Neighbourliness and it’s limits
20 dead in Manchester suicide bombing, I read. It feels too close to home; I drove round Manchester on Saturday, I’ve been to the location, and there are people I know who knew people who were there (although not any of the casualties, it seems).
That is, I suppose, two or three degrees of separation for me. It’s said that in six degrees of separation, I’m connected with the whole world. On 3rd May, three died and 28 were injured in a suicide bombing in Kabul, so I’m presumably connected with the victims (and the perpetrator) by six degrees or less – and yet, I didn’t really register that news, assuming that I ever read it.
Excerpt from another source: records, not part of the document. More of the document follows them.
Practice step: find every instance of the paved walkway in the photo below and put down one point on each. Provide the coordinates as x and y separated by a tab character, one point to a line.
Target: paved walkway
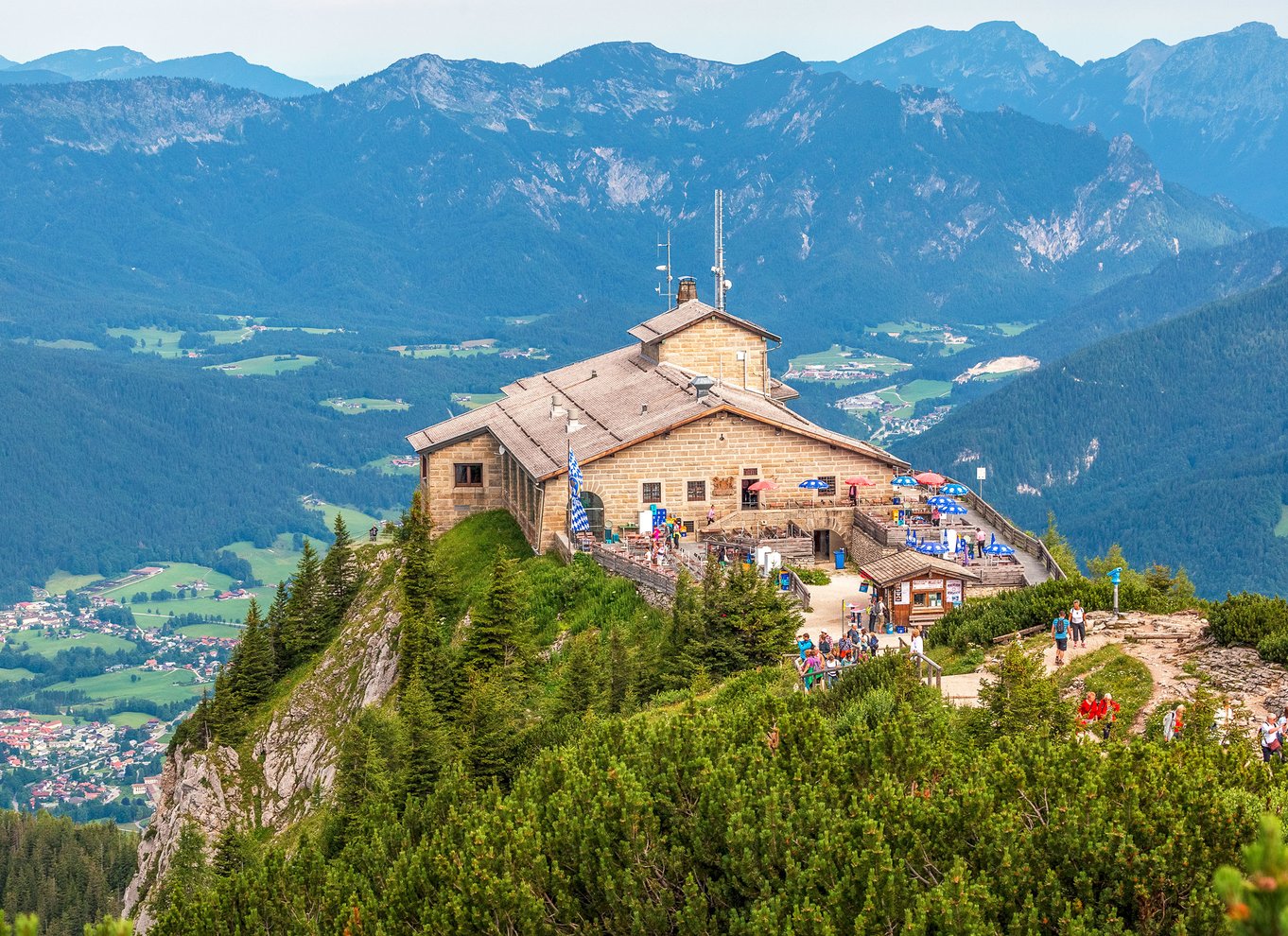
828	607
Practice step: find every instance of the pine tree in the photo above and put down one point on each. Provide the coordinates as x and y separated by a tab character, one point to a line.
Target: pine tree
305	626
426	740
252	671
340	579
496	633
277	625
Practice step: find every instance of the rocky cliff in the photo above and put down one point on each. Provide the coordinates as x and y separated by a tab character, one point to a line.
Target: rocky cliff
287	765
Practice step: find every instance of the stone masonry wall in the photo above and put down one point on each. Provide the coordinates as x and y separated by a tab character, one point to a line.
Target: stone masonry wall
716	449
712	346
448	504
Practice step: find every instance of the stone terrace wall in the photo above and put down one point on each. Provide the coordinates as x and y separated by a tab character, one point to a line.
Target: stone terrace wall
697	452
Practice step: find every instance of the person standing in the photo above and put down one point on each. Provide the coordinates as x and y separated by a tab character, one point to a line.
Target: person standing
1271	740
1077	622
1060	635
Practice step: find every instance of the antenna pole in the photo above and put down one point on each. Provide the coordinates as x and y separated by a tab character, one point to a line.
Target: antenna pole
719	266
669	296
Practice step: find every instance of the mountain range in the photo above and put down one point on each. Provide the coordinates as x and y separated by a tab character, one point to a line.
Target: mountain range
1207	110
1170	440
387	195
113	63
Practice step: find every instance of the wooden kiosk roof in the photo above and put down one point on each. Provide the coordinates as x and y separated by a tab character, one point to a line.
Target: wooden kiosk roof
910	564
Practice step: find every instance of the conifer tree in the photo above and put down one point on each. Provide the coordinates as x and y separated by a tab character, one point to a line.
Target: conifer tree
340	579
252	668
276	625
496	635
426	740
305	627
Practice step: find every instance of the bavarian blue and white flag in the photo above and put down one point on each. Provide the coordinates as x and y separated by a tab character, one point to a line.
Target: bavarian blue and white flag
580	523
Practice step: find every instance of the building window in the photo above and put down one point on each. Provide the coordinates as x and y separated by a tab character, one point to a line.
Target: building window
469	476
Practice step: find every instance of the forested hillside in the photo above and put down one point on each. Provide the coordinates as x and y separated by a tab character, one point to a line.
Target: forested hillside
68	875
634	776
1170	441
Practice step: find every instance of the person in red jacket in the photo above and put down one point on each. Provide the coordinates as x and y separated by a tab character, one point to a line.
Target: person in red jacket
1088	710
1108	714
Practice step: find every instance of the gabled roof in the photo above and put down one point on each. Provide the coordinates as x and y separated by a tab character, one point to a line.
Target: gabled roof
908	563
690	313
619	398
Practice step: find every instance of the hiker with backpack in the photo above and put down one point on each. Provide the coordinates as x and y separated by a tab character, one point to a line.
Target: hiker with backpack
1060	633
I am not supposed to take into account degrees of separation in working out if someone is my neighbour, and therefore deserves my love and care – the parable of the Good Samaritan establishes that with force, as Samaritans in the first century were the hereditary enemies of the Jews and would be assumed to be more likely to be the bandits who beat the traveller and dumped his body beside the road than to help him in any way, far less the abundant way portrayed. So, in thinking of Manchester, I have to think also of Kabul and of countless locations across the Middle East – and not restricted to the Middle East – where similar or worse atrocities have been happening. I need to weep for all the victims of violence towards random innocents worldwide – and that includes the random innocents regularly killed or maimed by my own country in Syria at the moment.
I cannot practice selective compassion, in other words. But it’s difficult, because two degrees of separation is a lot closer than six, and by US or particularly Canadian standards Manchester is practically next door – I could be on the outskirts of Manchester within about an hour, given reasonably clear roads, and my Canadian aunt used to think it reasonable to drive much further than that to visit a decent restaurant. It’s difficult because the victims in other countries are not as much like me as are the victims in Manchester. OK, granted the Manchester victims are mostly teen or subteen girls with a liking for Ariana Grande, which makes them nearly as foreign to me as does another language and another religion, and they are presumably mostly from Lancashire (and I’m from Yorkshire, and traditionally Yorkshiremen may have needed to hear the parable of the Good Lancastrian, as the events of the 15th century still have traction), but even so… my daughter might just about have been one of them fifteen or more years ago, and none of my family have ever been to Kabul as far as I’m aware. That, however, is to try hard to find difference, and to equate differences which I can’t feel are anything like equivalent. Afghans, Iraquis or Syrians are “more foreign” by quite a long way.
But they are my neighbours, and I weep for them as I weep for the dead and injured of Manchester.